Toplumun türdeş bir nitelik göstermeyip çeşitli bölümlere ya da parçalara ayrılmış olmasını Marsilius, yeterli yaşamın elde edilmesinin zorunlu koşulu olarak açıklar. Demek ki toplum iş bölümünün sonucudur; yeterli yaşamın sağlanması ise bu iş bölümünün sürdürülmesine bağlıdır. Toplumsal farklılaşmanın temel nedeni doğal eğilimlerdir.
    Marsilius’un deyimiyle ‘Civitas yaşayan ya da canlı olan bir doğal varlık gibidir.’Demek ki sivil toplum, insanların akıllarını kullanıp doğaya öykünerek gerçekleştirdikleri yapay bir bütündür. Bu sivil toplumun iyi işleyebilmesi, amacına ulaşabilmesi, yani iyi bir yaşamın koşullarını, dolayısıyla barışı sağlayabilmesi için her toplumsal bölümün kendi yerinde olup kendi işini görmesi gerekir. Ayrıca bölümler arasında dengenin kurulup sürdürülmesi, toplumsal barışın temel güvencesini oluşturur. Marsilius’a göre civitas’ta 6 bölüm bulunur.
   Bu bölümlerin başında, insanlar arasında bozuşmaları engelleyecek ya da yargılayacak adalet kurallarını gözeten, gerektiğinde zor kullanan yönetim bölümü gelir. Bu toplumsal görev prensin kişiliğinde somutlaşır. Bunun ardından gelen düşmanlara, başkaldıranlara karşı zorlayıcı gücü kullanan askeri bölümdür. Üçüncü sırada din adamlarını kapsayan dinsel bölüm gelir. Son üç sıradaki bölümler; yani köylüler, zanaatkarlar, maliyecilerdir. Bu altı toplumsal bölümü iki kümede toplayabiliriz: İlk üçünde yer alan insanlar sivil toplumun honorabilitas denen üst kısmı, diğerlerindekiler avamı ya da bayağı çoğunluğu(multitudo vulgaris) oluşturmaktadır.
    Marsillius’un altı bölüme ayırmasının iki önemli sonucu olmuştur. İlk olarak, yönetim bölümü ya da prensle birlikte siyasal iktidar ortaya çıkar, sivil toplum siyasal toplum niteliği kazanır. İkinci sonucu ise, papanın siyasal iktidar üzerinde herhangi bir hak iddia etmesinin olanaksızlığıdır.

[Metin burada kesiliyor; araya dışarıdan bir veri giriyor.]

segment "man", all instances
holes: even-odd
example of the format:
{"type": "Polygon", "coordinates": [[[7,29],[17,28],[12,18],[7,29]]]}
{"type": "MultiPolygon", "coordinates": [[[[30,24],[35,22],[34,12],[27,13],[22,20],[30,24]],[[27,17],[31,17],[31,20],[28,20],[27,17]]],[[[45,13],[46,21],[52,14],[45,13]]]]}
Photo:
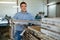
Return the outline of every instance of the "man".
{"type": "MultiPolygon", "coordinates": [[[[34,17],[27,12],[27,4],[25,2],[20,3],[21,12],[15,14],[14,19],[16,20],[34,20],[34,17]]],[[[17,25],[16,26],[16,33],[14,40],[21,40],[21,33],[24,30],[24,26],[17,25]]]]}

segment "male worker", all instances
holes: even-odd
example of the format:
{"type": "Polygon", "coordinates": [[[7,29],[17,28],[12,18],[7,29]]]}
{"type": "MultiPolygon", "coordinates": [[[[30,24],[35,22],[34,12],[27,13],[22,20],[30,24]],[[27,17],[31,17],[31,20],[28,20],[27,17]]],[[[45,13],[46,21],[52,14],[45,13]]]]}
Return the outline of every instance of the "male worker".
{"type": "MultiPolygon", "coordinates": [[[[21,12],[16,13],[14,16],[14,19],[16,20],[34,20],[34,17],[27,12],[27,4],[25,2],[20,3],[21,12]]],[[[17,25],[16,26],[16,33],[15,33],[15,39],[14,40],[21,40],[21,33],[24,30],[24,26],[17,25]]]]}

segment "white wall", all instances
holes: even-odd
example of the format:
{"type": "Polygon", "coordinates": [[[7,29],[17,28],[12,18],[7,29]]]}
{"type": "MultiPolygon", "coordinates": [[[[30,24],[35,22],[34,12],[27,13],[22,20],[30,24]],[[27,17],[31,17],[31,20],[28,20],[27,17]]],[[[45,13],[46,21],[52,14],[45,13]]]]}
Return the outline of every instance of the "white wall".
{"type": "MultiPolygon", "coordinates": [[[[49,0],[49,3],[60,2],[60,0],[49,0]]],[[[50,5],[49,6],[49,17],[58,17],[60,16],[60,6],[59,5],[50,5]]]]}
{"type": "MultiPolygon", "coordinates": [[[[19,4],[23,0],[19,0],[19,4]]],[[[39,12],[45,12],[45,15],[47,15],[47,0],[24,0],[27,3],[27,11],[33,14],[34,16],[39,12]],[[44,4],[43,4],[44,1],[44,4]]],[[[19,8],[20,9],[20,8],[19,8]]],[[[19,10],[20,11],[20,10],[19,10]]]]}
{"type": "Polygon", "coordinates": [[[49,6],[49,17],[56,17],[56,5],[49,6]]]}
{"type": "MultiPolygon", "coordinates": [[[[16,2],[16,0],[0,0],[0,1],[12,1],[16,2]]],[[[23,0],[18,0],[19,4],[23,0]]],[[[28,6],[27,11],[31,13],[33,16],[35,16],[40,11],[45,12],[45,15],[47,15],[47,0],[24,0],[28,6]]],[[[5,14],[8,14],[9,16],[14,16],[14,14],[17,12],[17,8],[13,8],[12,6],[16,6],[16,4],[8,5],[8,4],[0,4],[0,17],[3,17],[5,14]]],[[[19,8],[20,11],[20,8],[19,8]]]]}

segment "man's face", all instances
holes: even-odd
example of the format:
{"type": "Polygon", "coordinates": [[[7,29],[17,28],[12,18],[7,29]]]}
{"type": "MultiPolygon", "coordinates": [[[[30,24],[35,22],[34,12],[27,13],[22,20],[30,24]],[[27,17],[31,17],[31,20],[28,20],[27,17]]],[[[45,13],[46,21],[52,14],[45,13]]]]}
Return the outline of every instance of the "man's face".
{"type": "Polygon", "coordinates": [[[26,5],[26,4],[22,4],[20,7],[21,7],[21,10],[22,10],[23,12],[25,12],[27,5],[26,5]]]}

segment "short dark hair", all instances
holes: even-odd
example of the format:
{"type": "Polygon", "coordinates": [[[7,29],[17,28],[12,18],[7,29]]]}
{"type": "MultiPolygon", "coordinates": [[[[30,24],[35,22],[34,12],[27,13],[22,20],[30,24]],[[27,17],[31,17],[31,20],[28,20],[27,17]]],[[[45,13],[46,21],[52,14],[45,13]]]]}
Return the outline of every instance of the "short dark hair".
{"type": "Polygon", "coordinates": [[[27,5],[27,3],[26,3],[26,2],[21,2],[21,3],[20,3],[20,6],[21,6],[22,4],[26,4],[26,5],[27,5]]]}

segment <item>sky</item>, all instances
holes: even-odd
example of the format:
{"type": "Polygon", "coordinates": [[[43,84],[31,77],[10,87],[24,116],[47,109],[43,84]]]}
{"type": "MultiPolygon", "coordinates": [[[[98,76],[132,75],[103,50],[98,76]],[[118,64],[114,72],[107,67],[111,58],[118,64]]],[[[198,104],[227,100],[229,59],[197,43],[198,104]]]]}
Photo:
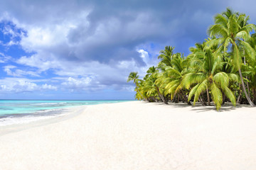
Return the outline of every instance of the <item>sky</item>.
{"type": "Polygon", "coordinates": [[[254,1],[1,0],[0,99],[131,100],[159,51],[207,38],[227,7],[256,23],[254,1]]]}

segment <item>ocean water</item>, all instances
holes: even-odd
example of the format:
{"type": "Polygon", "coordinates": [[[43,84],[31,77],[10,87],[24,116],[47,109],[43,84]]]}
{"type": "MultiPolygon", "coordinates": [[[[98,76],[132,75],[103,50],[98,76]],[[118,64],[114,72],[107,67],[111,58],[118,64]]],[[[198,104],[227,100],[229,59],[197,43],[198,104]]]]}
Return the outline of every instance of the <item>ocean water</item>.
{"type": "Polygon", "coordinates": [[[71,107],[124,101],[0,100],[0,126],[61,116],[67,114],[68,108],[71,107]]]}

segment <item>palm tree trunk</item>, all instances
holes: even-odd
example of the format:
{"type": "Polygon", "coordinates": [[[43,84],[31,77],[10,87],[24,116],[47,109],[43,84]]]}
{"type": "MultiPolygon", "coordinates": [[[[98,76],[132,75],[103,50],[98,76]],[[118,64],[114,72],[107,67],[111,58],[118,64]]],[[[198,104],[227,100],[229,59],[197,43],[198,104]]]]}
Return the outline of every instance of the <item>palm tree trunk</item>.
{"type": "MultiPolygon", "coordinates": [[[[244,53],[245,53],[245,52],[244,52],[244,53]]],[[[244,64],[245,64],[245,65],[246,64],[246,62],[245,62],[245,57],[244,57],[244,64]]],[[[248,79],[247,76],[246,76],[245,78],[246,78],[247,79],[248,79]]],[[[246,81],[246,86],[247,86],[247,91],[248,91],[248,96],[249,96],[249,98],[250,98],[250,89],[249,89],[249,83],[248,83],[248,81],[246,81]]]]}
{"type": "Polygon", "coordinates": [[[241,96],[242,96],[241,84],[239,84],[239,96],[238,97],[237,103],[239,102],[239,101],[241,98],[241,96]]]}
{"type": "Polygon", "coordinates": [[[186,94],[183,93],[183,91],[181,91],[182,95],[184,98],[185,102],[188,103],[188,105],[191,105],[191,103],[190,103],[190,101],[188,101],[188,98],[186,96],[186,94]]]}
{"type": "Polygon", "coordinates": [[[142,96],[143,100],[146,101],[146,98],[144,97],[144,96],[140,93],[139,90],[138,89],[138,85],[135,83],[136,89],[137,89],[137,91],[139,92],[139,95],[142,96]]]}
{"type": "Polygon", "coordinates": [[[210,105],[210,95],[209,95],[209,90],[208,88],[206,88],[206,92],[207,92],[207,100],[208,102],[208,106],[210,105]]]}
{"type": "Polygon", "coordinates": [[[159,94],[160,98],[161,98],[161,100],[164,101],[164,103],[165,104],[168,104],[168,103],[166,102],[166,101],[164,99],[164,96],[161,94],[160,91],[159,91],[159,89],[158,88],[158,86],[156,86],[156,91],[157,91],[157,93],[159,94]]]}
{"type": "Polygon", "coordinates": [[[252,89],[252,93],[253,93],[253,102],[256,103],[256,89],[252,89]]]}
{"type": "Polygon", "coordinates": [[[222,105],[224,105],[224,104],[225,104],[225,94],[223,94],[223,103],[222,103],[222,105]]]}
{"type": "Polygon", "coordinates": [[[201,98],[201,96],[200,96],[199,97],[199,101],[200,101],[200,103],[201,103],[201,104],[203,105],[203,106],[205,106],[206,105],[206,102],[204,102],[201,98]]]}
{"type": "Polygon", "coordinates": [[[238,69],[238,72],[239,72],[239,75],[240,75],[240,77],[241,79],[241,81],[242,81],[242,90],[245,94],[245,97],[246,97],[246,99],[247,100],[247,101],[249,102],[249,104],[252,106],[252,107],[255,107],[255,105],[252,102],[252,101],[250,100],[249,96],[248,96],[248,94],[247,93],[246,91],[246,89],[245,89],[245,83],[243,81],[243,79],[242,79],[242,72],[241,72],[241,69],[239,68],[238,69]]]}

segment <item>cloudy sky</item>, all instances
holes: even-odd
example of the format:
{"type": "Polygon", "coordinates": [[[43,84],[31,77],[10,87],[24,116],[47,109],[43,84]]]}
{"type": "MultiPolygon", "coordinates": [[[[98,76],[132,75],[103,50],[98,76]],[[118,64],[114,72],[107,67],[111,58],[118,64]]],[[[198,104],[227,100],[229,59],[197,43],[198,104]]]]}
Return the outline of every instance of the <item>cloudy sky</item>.
{"type": "Polygon", "coordinates": [[[231,7],[256,23],[254,1],[2,0],[0,98],[133,99],[141,76],[166,45],[207,38],[231,7]]]}

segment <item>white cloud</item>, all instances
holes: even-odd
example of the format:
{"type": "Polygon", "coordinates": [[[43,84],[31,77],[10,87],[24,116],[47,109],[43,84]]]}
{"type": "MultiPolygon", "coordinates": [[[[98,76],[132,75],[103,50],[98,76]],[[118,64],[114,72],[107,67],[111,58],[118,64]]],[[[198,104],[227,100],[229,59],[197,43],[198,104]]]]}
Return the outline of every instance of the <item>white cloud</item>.
{"type": "Polygon", "coordinates": [[[6,56],[2,52],[0,52],[0,63],[5,63],[10,60],[11,57],[10,56],[6,56]]]}
{"type": "Polygon", "coordinates": [[[0,80],[1,92],[25,92],[44,90],[57,90],[57,87],[47,84],[39,85],[33,80],[21,78],[6,78],[0,80]]]}
{"type": "Polygon", "coordinates": [[[7,75],[13,76],[23,76],[25,75],[39,76],[38,74],[35,72],[21,70],[14,65],[4,66],[4,71],[6,72],[7,75]]]}

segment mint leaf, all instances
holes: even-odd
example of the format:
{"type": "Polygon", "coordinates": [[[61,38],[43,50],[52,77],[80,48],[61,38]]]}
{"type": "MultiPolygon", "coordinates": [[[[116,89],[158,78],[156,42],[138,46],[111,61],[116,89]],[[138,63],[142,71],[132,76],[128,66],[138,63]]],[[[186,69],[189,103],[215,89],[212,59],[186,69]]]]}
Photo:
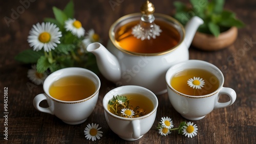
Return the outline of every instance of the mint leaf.
{"type": "Polygon", "coordinates": [[[218,37],[220,35],[220,26],[217,24],[212,22],[209,22],[208,23],[208,27],[209,27],[209,30],[216,37],[218,37]]]}
{"type": "Polygon", "coordinates": [[[186,10],[186,5],[182,2],[175,1],[174,3],[174,5],[176,9],[176,12],[184,11],[186,10]]]}
{"type": "Polygon", "coordinates": [[[45,56],[41,56],[37,61],[36,70],[38,73],[44,73],[47,70],[50,65],[48,59],[45,56]]]}
{"type": "Polygon", "coordinates": [[[35,64],[37,62],[38,59],[44,55],[42,51],[35,51],[28,49],[22,51],[18,53],[14,59],[18,62],[24,64],[35,64]]]}
{"type": "Polygon", "coordinates": [[[63,25],[65,21],[68,19],[67,15],[62,11],[55,7],[53,7],[52,9],[57,21],[58,21],[60,24],[63,25]]]}
{"type": "Polygon", "coordinates": [[[67,5],[63,12],[68,18],[73,18],[74,16],[74,3],[73,1],[70,1],[67,5]]]}

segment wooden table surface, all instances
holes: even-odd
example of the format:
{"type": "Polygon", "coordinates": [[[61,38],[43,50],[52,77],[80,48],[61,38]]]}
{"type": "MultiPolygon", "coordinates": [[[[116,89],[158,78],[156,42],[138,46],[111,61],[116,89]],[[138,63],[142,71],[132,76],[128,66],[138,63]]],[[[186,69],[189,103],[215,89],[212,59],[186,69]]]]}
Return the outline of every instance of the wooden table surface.
{"type": "MultiPolygon", "coordinates": [[[[188,1],[182,1],[187,3],[188,1]]],[[[173,132],[161,136],[156,128],[162,117],[170,117],[175,126],[184,121],[170,104],[167,94],[158,96],[159,102],[155,123],[139,140],[127,141],[110,129],[103,114],[102,101],[104,95],[115,87],[101,74],[99,99],[92,115],[84,123],[69,125],[54,116],[39,112],[33,106],[34,97],[43,93],[42,85],[36,85],[27,77],[30,65],[14,60],[20,51],[31,48],[27,42],[32,25],[41,22],[45,17],[54,17],[53,6],[63,9],[65,1],[1,1],[0,2],[0,143],[255,143],[256,142],[256,3],[226,1],[225,7],[234,11],[246,26],[239,30],[238,39],[227,48],[214,52],[201,51],[191,46],[190,59],[211,63],[221,70],[224,87],[233,89],[237,98],[231,106],[215,109],[204,119],[192,121],[198,126],[198,135],[191,138],[173,132]],[[24,7],[20,2],[26,1],[24,7]],[[23,7],[23,8],[22,8],[23,7]],[[18,16],[12,14],[19,11],[18,16]],[[8,24],[6,16],[12,18],[8,24]],[[4,139],[4,90],[8,88],[8,140],[4,139]],[[84,137],[88,124],[97,123],[102,127],[103,136],[92,141],[84,137]]],[[[74,1],[75,17],[86,30],[94,28],[106,45],[112,23],[123,15],[139,12],[144,1],[74,1]],[[115,2],[111,7],[110,2],[115,2]]],[[[172,15],[173,1],[152,0],[156,12],[172,15]]],[[[221,101],[226,99],[225,97],[221,101]]]]}

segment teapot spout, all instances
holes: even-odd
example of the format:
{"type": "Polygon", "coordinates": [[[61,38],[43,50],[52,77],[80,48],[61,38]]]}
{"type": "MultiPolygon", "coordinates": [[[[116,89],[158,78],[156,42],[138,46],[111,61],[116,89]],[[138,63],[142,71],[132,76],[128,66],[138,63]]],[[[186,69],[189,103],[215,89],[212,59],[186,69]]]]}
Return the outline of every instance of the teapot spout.
{"type": "Polygon", "coordinates": [[[201,18],[194,16],[186,24],[185,26],[186,35],[184,42],[187,47],[189,47],[197,28],[203,23],[204,23],[204,21],[201,18]]]}
{"type": "Polygon", "coordinates": [[[87,50],[95,55],[98,68],[106,79],[114,82],[120,79],[119,63],[104,46],[99,43],[93,43],[87,46],[87,50]]]}

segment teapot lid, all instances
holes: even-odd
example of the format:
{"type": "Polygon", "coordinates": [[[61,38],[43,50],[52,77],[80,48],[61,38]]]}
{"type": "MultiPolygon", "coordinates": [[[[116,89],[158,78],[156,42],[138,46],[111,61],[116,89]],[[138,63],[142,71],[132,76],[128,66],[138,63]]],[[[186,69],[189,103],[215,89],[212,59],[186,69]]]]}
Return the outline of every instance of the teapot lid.
{"type": "Polygon", "coordinates": [[[140,22],[132,28],[132,34],[134,37],[140,39],[142,41],[152,38],[156,39],[157,36],[160,36],[162,30],[160,28],[160,26],[154,22],[154,5],[149,1],[146,1],[141,6],[140,12],[142,16],[140,22]]]}

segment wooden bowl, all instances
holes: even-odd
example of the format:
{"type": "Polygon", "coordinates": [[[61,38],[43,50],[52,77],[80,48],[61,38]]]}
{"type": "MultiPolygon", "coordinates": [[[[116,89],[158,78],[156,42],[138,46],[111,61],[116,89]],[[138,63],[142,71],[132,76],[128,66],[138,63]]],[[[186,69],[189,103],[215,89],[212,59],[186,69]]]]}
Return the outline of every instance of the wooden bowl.
{"type": "Polygon", "coordinates": [[[198,32],[196,33],[191,45],[198,49],[206,51],[220,50],[228,47],[236,40],[238,28],[233,26],[221,33],[218,37],[198,32]]]}

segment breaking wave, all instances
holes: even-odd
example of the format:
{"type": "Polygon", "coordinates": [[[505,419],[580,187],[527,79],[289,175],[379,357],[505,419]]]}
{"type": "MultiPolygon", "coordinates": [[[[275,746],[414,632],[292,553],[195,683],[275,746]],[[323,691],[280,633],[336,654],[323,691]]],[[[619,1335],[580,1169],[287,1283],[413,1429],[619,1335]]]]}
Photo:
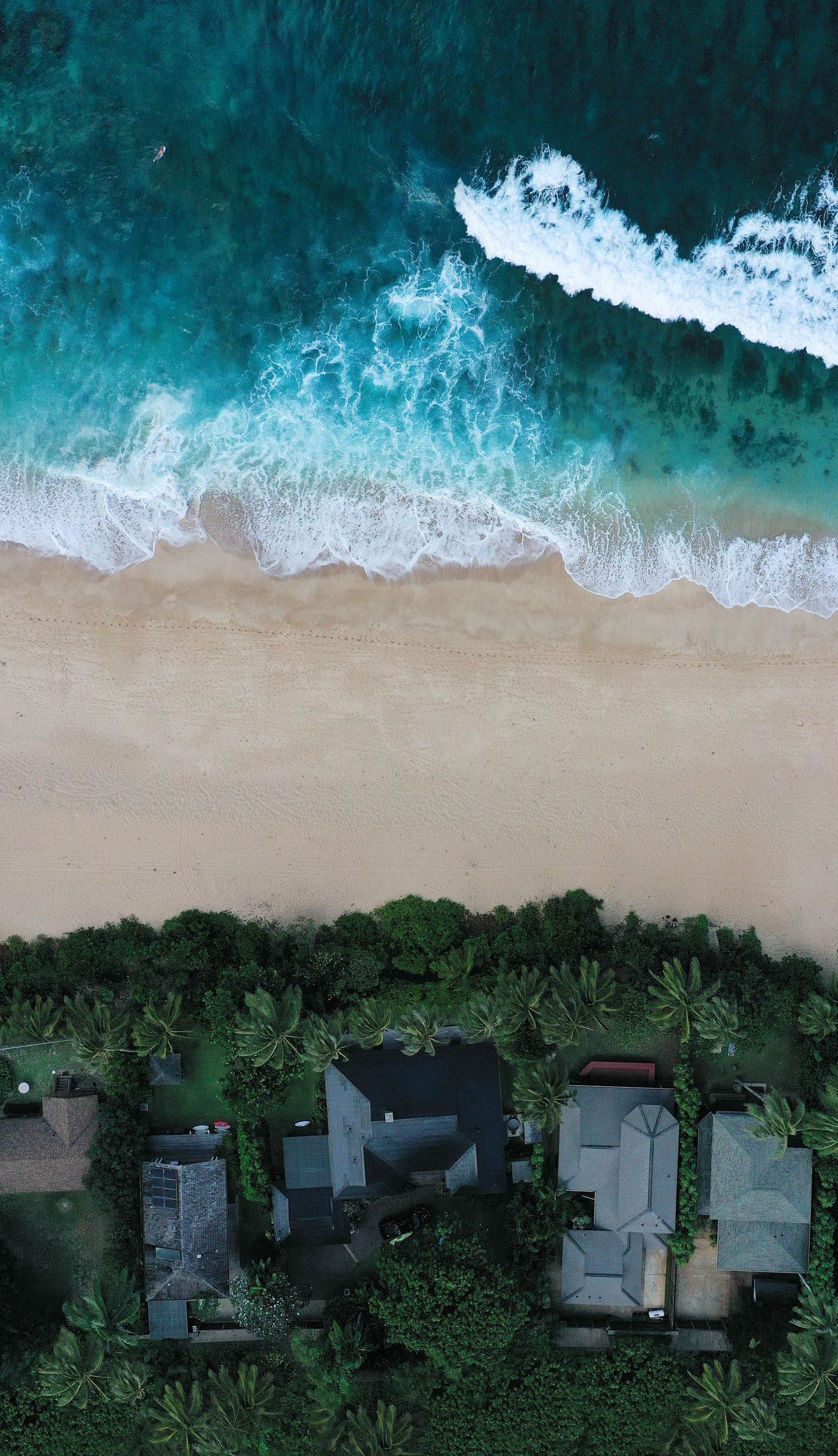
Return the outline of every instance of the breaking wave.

C.Yasalar ve Siyasal Toplum
    Sivil toplumu oluşturan, onu var kılan bölüm hangisidir? sorusuna Marsilius, ‘hiçbiridir’ diye yanıt vermiştir. Bölümleri birleştirip sivil toplumu oluşturan ilke yasadır. ‘duygulardan ve tutkulardan soyutlanmış akıl olan yasa’ bu dünyada haklıyı haksızı, yararlıyı yararsızı gösteren ve olumlu ya da olumsuz yaptırımlar içeren zorlayıcı güçle donanmış bir buyruktur. İşte yasa, toplumsal ilişkileri düzenlediği, ekonomik mübadeleleri sağladığı, barışı gözettiği için adalet gerçekleşir. Kısacası yasa olmadan adalet olamaz. Yasanın kim ya da kimler tarafından yapıldığı sorusuna gelindiğinde Marsilius, döneminin çok ilerisinde bir görüşü savunarak yasama erkinin halka ait olduğunu açıklar. Yasanın gerçekte yasa olabilmesi için yasanın şiddet zor kullanma gücüyle donanmış olması gerekir. Yasa bütün ile ilgilidir, bütünün çıkarını gözetir; öyleyse bütün yurttaşlar topluluğu yasayı yapmalıdır. Yurttaşların hepsi yasaları kendi yaptığı duygusuna sahip olunca, yasalara karşı çıkmaları için bir neden kalamaz.
     Halk kavramının Marsilius’un kuramında iki önemli işlevi vardır: Birincisi, yasayı dünyadaki insan işleriyle sınırlayarak, kilisenin yasama hakkını kaldırmasıdır. İkinci işlevi ise, prensin iktidarını hiçbir dini temele dayandırmadan meşrulaştırmasıdır.
Rızanın elde edilmesinde en etkili yol seçimdir. Marsilius’un benimsediği yönetim biçimi monarşik krallıktır.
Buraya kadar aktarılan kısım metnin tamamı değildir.